Enjoying the moment before the task is complete
To keep our feet on the ground is to find wholeness in our lives. We bring spirit down in the world of soul to be embodied, to work, to be of benefit. At the same times we go the other way, too, bringing world up toward spirit, ennobling the kitchen and the freeway. Integrity is active, a practice concerned with motion, connection, and struggle. It does not just go by the rules. In the great silence, integrity listens for the true course. This means that integrity is slow. It allows us to feel the anxiety of events developing, finding their shape; it does not rush through the time of growth, and enjoys the moment before the task is complete.
Meditation is a fasting of the heart
MEDITATION does not itself accomplish the tasks of life but provides spaciousness, bringing the great background near, so that whatever we do, rising in the quiet, has force and beauty. In meditation, we take time, sit down, watch, while the silence accumulates -- which is how the spirit gathers to a vessel the soul has prepared ... then, spiritual silence can appear in the midst of any concentrated activity. Meditation is a fasting of the heart in which, for a time, we do not go with our wanting and fear. We cease to attach so strongly to the things of our lives. When the heart fasts and we don't pursue the world, the world begins to come to us.

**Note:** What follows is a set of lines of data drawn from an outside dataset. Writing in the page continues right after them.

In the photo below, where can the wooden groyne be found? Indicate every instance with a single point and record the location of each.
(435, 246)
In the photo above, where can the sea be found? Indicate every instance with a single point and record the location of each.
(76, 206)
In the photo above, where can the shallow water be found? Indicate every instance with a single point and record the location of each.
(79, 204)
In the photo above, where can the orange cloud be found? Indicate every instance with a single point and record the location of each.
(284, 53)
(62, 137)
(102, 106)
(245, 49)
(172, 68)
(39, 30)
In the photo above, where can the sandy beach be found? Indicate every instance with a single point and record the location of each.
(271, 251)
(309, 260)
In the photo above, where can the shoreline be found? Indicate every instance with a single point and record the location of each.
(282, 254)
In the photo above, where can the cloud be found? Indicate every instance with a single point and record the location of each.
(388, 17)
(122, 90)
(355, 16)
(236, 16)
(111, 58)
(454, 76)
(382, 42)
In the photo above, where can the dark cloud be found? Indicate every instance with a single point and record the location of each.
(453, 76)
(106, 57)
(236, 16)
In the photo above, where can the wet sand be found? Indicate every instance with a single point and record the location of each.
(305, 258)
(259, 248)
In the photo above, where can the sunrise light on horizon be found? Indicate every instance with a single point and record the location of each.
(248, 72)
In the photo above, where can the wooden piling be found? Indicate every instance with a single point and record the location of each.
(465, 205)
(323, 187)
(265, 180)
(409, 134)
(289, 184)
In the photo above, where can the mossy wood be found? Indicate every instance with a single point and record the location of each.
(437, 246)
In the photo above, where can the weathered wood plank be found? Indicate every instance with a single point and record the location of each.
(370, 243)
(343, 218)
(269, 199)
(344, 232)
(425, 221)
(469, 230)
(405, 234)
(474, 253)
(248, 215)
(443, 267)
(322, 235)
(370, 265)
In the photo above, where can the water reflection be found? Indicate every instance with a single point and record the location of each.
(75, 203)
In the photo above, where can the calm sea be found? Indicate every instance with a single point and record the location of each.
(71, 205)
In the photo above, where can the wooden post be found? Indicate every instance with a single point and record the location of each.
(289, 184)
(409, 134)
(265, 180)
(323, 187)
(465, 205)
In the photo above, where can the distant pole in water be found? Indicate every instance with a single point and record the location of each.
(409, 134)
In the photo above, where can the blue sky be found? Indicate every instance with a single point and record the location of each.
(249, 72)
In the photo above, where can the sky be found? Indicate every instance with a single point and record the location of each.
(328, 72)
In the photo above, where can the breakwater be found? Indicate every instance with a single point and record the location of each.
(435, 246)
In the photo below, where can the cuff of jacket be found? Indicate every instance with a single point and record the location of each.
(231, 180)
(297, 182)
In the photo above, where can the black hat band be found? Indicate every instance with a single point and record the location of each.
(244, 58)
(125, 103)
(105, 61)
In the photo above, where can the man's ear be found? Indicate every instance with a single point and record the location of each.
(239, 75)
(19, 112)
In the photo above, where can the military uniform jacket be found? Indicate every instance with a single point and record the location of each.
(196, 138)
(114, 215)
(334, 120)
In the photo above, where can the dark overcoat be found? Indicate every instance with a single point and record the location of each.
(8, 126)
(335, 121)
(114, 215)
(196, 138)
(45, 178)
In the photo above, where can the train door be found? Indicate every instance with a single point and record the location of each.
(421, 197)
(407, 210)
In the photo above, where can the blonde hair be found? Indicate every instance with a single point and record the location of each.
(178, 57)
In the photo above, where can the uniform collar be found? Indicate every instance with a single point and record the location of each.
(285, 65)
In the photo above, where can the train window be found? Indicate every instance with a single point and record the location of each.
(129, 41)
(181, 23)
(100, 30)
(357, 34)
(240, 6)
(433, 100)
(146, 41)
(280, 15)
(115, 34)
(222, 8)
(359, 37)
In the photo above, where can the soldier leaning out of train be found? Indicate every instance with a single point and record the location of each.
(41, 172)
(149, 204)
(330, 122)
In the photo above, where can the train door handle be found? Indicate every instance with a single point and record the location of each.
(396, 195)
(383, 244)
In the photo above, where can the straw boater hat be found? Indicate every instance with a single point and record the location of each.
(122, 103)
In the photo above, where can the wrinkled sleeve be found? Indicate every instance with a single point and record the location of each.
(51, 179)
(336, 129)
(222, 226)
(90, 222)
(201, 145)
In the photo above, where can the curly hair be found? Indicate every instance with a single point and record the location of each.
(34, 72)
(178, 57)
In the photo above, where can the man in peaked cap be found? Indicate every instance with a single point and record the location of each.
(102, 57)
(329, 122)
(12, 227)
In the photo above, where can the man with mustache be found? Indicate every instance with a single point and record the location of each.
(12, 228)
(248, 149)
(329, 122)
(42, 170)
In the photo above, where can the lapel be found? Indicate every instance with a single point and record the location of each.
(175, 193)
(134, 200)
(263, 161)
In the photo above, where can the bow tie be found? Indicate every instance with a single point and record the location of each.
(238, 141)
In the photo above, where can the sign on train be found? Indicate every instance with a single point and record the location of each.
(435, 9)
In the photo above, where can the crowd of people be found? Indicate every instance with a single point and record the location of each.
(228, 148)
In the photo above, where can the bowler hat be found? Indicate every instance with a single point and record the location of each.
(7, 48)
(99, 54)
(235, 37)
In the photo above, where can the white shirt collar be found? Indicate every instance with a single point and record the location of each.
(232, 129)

As I watched the hills began to sing
I remember as a boy standing at the side of a gorge watching the swift, shallow water and a girl standing in it up to her knees. Everything was settled and at peace in the sunlight. As I watched the hills began to sing -- I could hear them as an indistinct choir. Then they began to shimmer and dance. It seemed clear that we were linked -- hills and humans -- in a deep, objective way. And this connection made life true, and my usual fears irrelevant.